Una tematica decisamente pesante, all’insegna di un viaggio di autoanalisi che si dipana sotto agli occhi di tutti e non è un mero – e forse semplicistico, a ben vedere – mettersi a nudo abbassando le difese, ma propone riflessioni e prese di coscienza giunte ora, alla soglia dei 60 anni, facendo tesoro del bagaglio di esperienze di una vita. Se a tutto ciò addizioniamo il carico da novanta di un divorzio recente con l’ormai ex compagna Francesca Tomasi – dopo 25 anni di matrimonio – e di un nuovo percorso di rehab per disintossicarsi, è ancora più chiaro che lo stato d’animo del buon Hetfield (che non si è decisamente fatto mancare nulla a livello di guai e casini assortiti) non poteva essere certo spensierato o leggero… la voglia di scavarsi dentro doveva necessariamente avere la meglio su tutto il resto, come se fosse ormai il tempo di tirare una riga e chiudere il bilancio.
72 Seasons è un buon disco dei Four Horsemen nella loro incarnazione degli ultimi due decenni abbondanti e molto probabilmente non ci si poteva attendere di più.
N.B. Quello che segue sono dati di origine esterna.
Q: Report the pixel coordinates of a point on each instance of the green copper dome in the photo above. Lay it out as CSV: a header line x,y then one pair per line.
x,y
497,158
Se vogliamo andare un po’ più a fondo, è un tentativo – chissà se studiato a tavolino o istintivo – ricco di mestiere di coniugare la loro anima più rock e mainstream degli anni Novanta con quella dell’esuberanza giovanile (alcuni riff e brevi passaggi richiamano addirittura Kill ’Em All, fatte le debite proporzioni). La produzione suona contemporanea e solida, macinare riff non è mai stato un problema per la premiata ditta Hetfield/Ulrich/Hammett (mi perdoni Trujillo, ma è palese che dopo la tragedia che si è portata via Cliff Burton lo slot di bassista nei Metallica è stato occupato da ottimi professionisti, ma non da veri e propri membri della band), i cantati sono in gran parte convincenti e almeno tre dei quattro singoli che hanno preceduto l’uscita hanno le potenzialità per diventare presenze fisse – o quasi – nelle scalette live (Lux Æterna al 100%). Quindi un ascolto gradevole e a tratti quasi sorprendente, in particolar modo per chi – magari – i Metallica li ha scoperti e amati nella loro seconda fase.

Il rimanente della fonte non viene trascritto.